Homo sapiens have been killing each other in their seeming forever over the answer to that question since our time began. Who’s god? Who is god? My god is better than your god and I can prove it by taking away your life. Ask your god to save you. Your doubt will be your undoing.

I stopped when I saw the bird’s head, the beak and the wings etched into the rocks below. I sat down and gazed at a clean, white sheet of thick and gnarled paper, plenty of tooth. I unrolled a packet of colors encased in sturdy pencils, I brought the tools, solvents, and sharpeners and set up a studio on the rock beneath a towering pine. I made the first marks of orientation, How could I ever capture the pure randomness before me? Have no fear. Banish doubt. Proceed. Each day, I return to look for the colors embedded in the ageless rock, the forms carved into granite by the tireless flow of water. The flow of a seemingly frictionless fluid that have left patterns, graceful liquid pathways that indicate a history of greater and lesser power imprinting its mark.
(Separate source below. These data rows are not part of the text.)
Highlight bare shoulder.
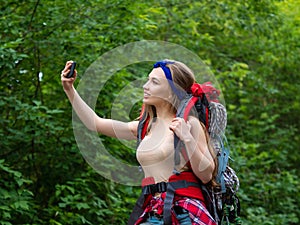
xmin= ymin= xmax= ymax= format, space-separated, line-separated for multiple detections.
xmin=187 ymin=116 xmax=206 ymax=137
xmin=187 ymin=116 xmax=201 ymax=128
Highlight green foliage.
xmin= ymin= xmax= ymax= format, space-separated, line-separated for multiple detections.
xmin=48 ymin=171 xmax=110 ymax=225
xmin=0 ymin=159 xmax=35 ymax=225
xmin=0 ymin=0 xmax=299 ymax=224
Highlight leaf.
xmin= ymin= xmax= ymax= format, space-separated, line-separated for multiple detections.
xmin=76 ymin=203 xmax=90 ymax=210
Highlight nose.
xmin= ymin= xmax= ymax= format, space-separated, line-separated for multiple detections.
xmin=143 ymin=80 xmax=149 ymax=90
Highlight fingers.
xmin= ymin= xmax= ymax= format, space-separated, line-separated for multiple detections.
xmin=61 ymin=61 xmax=77 ymax=79
xmin=171 ymin=117 xmax=186 ymax=125
xmin=170 ymin=117 xmax=193 ymax=142
xmin=61 ymin=71 xmax=77 ymax=81
xmin=61 ymin=70 xmax=69 ymax=78
xmin=169 ymin=117 xmax=186 ymax=132
xmin=65 ymin=60 xmax=74 ymax=69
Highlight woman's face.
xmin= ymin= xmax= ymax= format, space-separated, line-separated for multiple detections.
xmin=143 ymin=68 xmax=172 ymax=106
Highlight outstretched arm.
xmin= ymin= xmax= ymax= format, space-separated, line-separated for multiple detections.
xmin=61 ymin=61 xmax=138 ymax=140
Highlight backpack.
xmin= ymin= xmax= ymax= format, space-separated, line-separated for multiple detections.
xmin=185 ymin=82 xmax=242 ymax=225
xmin=175 ymin=82 xmax=242 ymax=225
xmin=133 ymin=82 xmax=241 ymax=225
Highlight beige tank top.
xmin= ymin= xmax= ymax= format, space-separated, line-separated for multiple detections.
xmin=136 ymin=119 xmax=187 ymax=183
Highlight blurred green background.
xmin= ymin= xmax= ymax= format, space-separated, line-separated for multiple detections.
xmin=1 ymin=0 xmax=299 ymax=224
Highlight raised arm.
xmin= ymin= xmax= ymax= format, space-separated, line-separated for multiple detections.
xmin=61 ymin=61 xmax=138 ymax=140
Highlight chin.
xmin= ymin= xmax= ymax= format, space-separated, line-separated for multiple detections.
xmin=143 ymin=98 xmax=155 ymax=106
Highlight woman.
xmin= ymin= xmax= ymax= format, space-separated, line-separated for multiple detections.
xmin=61 ymin=60 xmax=217 ymax=225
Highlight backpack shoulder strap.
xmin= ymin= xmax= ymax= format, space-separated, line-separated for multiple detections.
xmin=137 ymin=105 xmax=150 ymax=147
xmin=173 ymin=91 xmax=210 ymax=171
xmin=173 ymin=95 xmax=193 ymax=169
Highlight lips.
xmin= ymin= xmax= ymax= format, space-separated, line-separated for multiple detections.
xmin=144 ymin=92 xmax=150 ymax=97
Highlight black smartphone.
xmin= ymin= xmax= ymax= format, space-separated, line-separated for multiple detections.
xmin=66 ymin=61 xmax=76 ymax=78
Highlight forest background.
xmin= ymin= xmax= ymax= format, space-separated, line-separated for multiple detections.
xmin=1 ymin=0 xmax=299 ymax=224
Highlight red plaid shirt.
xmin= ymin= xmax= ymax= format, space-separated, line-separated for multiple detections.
xmin=134 ymin=195 xmax=216 ymax=225
xmin=134 ymin=172 xmax=216 ymax=225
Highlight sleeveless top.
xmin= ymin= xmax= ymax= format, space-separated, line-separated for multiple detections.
xmin=136 ymin=119 xmax=186 ymax=183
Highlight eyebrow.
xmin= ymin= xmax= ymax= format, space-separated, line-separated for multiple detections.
xmin=151 ymin=77 xmax=161 ymax=83
xmin=148 ymin=73 xmax=162 ymax=83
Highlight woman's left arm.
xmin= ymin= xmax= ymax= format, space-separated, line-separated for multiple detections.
xmin=169 ymin=116 xmax=215 ymax=184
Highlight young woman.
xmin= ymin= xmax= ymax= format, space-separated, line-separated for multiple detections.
xmin=61 ymin=60 xmax=217 ymax=225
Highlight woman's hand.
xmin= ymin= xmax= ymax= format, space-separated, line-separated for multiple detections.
xmin=61 ymin=61 xmax=77 ymax=92
xmin=170 ymin=116 xmax=215 ymax=183
xmin=169 ymin=117 xmax=193 ymax=142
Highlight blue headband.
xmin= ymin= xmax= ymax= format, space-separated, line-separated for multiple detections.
xmin=153 ymin=61 xmax=185 ymax=100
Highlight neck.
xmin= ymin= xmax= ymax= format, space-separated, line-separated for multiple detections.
xmin=154 ymin=102 xmax=175 ymax=120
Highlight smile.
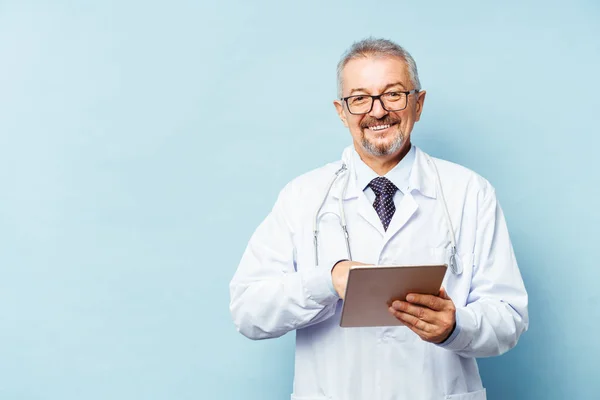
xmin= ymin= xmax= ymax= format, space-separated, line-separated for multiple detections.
xmin=367 ymin=123 xmax=396 ymax=132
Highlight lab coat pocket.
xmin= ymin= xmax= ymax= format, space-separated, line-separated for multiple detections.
xmin=445 ymin=388 xmax=486 ymax=399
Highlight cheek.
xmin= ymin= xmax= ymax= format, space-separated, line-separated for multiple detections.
xmin=399 ymin=120 xmax=415 ymax=136
xmin=348 ymin=116 xmax=365 ymax=132
xmin=398 ymin=111 xmax=415 ymax=129
xmin=349 ymin=126 xmax=364 ymax=140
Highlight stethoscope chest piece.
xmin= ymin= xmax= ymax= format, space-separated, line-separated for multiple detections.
xmin=449 ymin=246 xmax=463 ymax=275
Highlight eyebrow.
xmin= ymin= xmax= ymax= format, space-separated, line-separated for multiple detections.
xmin=348 ymin=81 xmax=407 ymax=96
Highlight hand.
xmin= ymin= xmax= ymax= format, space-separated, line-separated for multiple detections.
xmin=388 ymin=287 xmax=456 ymax=344
xmin=331 ymin=260 xmax=369 ymax=299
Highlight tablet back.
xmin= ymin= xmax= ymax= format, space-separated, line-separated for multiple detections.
xmin=339 ymin=264 xmax=448 ymax=328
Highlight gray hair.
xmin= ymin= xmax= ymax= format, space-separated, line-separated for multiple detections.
xmin=336 ymin=38 xmax=421 ymax=98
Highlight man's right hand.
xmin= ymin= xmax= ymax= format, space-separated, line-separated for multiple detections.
xmin=331 ymin=260 xmax=370 ymax=299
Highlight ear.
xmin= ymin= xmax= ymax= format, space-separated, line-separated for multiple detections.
xmin=414 ymin=90 xmax=426 ymax=122
xmin=333 ymin=99 xmax=349 ymax=128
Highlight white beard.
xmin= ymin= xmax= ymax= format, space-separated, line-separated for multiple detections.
xmin=361 ymin=130 xmax=404 ymax=156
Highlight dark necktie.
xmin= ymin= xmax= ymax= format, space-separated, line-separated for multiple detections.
xmin=369 ymin=177 xmax=398 ymax=231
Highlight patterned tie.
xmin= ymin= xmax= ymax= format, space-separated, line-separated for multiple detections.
xmin=369 ymin=177 xmax=398 ymax=231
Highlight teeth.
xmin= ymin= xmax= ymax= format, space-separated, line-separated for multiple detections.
xmin=369 ymin=124 xmax=390 ymax=131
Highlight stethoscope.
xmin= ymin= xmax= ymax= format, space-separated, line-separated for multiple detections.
xmin=312 ymin=153 xmax=460 ymax=275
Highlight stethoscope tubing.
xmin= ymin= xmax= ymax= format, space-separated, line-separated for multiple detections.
xmin=313 ymin=154 xmax=459 ymax=274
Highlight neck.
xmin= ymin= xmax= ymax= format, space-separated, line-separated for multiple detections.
xmin=355 ymin=142 xmax=412 ymax=176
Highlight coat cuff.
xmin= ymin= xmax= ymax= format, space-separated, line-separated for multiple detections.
xmin=435 ymin=307 xmax=474 ymax=351
xmin=301 ymin=267 xmax=340 ymax=306
xmin=327 ymin=259 xmax=349 ymax=295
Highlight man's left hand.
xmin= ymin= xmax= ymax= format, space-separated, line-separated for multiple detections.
xmin=388 ymin=287 xmax=456 ymax=344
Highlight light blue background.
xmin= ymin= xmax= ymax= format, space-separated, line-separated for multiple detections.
xmin=1 ymin=0 xmax=599 ymax=399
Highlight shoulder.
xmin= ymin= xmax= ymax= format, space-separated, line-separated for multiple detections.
xmin=424 ymin=151 xmax=495 ymax=198
xmin=270 ymin=158 xmax=344 ymax=230
xmin=279 ymin=159 xmax=345 ymax=203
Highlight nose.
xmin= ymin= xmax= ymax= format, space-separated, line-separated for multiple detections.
xmin=369 ymin=97 xmax=388 ymax=119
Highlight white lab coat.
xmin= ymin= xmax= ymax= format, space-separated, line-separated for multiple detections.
xmin=230 ymin=145 xmax=528 ymax=400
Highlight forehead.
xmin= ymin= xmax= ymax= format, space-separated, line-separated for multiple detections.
xmin=341 ymin=56 xmax=410 ymax=95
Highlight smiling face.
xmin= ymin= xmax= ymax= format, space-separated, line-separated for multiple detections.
xmin=334 ymin=56 xmax=426 ymax=161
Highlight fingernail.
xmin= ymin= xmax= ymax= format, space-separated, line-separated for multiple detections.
xmin=406 ymin=294 xmax=415 ymax=302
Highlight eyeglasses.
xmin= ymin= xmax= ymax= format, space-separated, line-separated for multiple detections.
xmin=341 ymin=90 xmax=418 ymax=115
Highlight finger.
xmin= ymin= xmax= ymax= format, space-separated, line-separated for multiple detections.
xmin=389 ymin=307 xmax=432 ymax=333
xmin=390 ymin=300 xmax=435 ymax=323
xmin=439 ymin=287 xmax=451 ymax=300
xmin=395 ymin=314 xmax=429 ymax=339
xmin=386 ymin=306 xmax=405 ymax=325
xmin=406 ymin=293 xmax=447 ymax=311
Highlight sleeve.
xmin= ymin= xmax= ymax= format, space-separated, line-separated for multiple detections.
xmin=229 ymin=183 xmax=340 ymax=340
xmin=437 ymin=185 xmax=529 ymax=357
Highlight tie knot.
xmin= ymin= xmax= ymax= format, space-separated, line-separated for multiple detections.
xmin=369 ymin=177 xmax=398 ymax=197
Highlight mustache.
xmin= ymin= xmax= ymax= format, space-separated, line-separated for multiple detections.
xmin=360 ymin=116 xmax=400 ymax=129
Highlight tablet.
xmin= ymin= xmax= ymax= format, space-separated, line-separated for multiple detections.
xmin=339 ymin=264 xmax=448 ymax=328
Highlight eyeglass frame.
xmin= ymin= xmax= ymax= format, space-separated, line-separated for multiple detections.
xmin=340 ymin=89 xmax=419 ymax=115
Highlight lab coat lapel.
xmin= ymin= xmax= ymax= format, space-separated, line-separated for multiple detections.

I look down from above and realize I need to embrace the waters and let them flow over my own skin. I descend and let my feet find the way, trusting each step to be the right step. I feel the sand and pebbles cleanse and scrub my skin. I walk into the water. It is power, unrelenting and there is danger. It is cool and seductive. I have choices to make. The choices could be fatal or rewarding. I must take each step into the water as fateful. I feel the rock’s slippery surfaces and pick my way upstream, into the deep flow. I find my way among the tumbling forces making my way to a black bowl carved out of stone and place myself in it like a Christian in a kettle, being boiled by cannibals. I let my thoughts pass away like clouds clearing to a sky blue. There is nothing more important than this moment. I consume the colors all around me. I know the rocks and the waters by becoming them. I posses the river and it possesses me.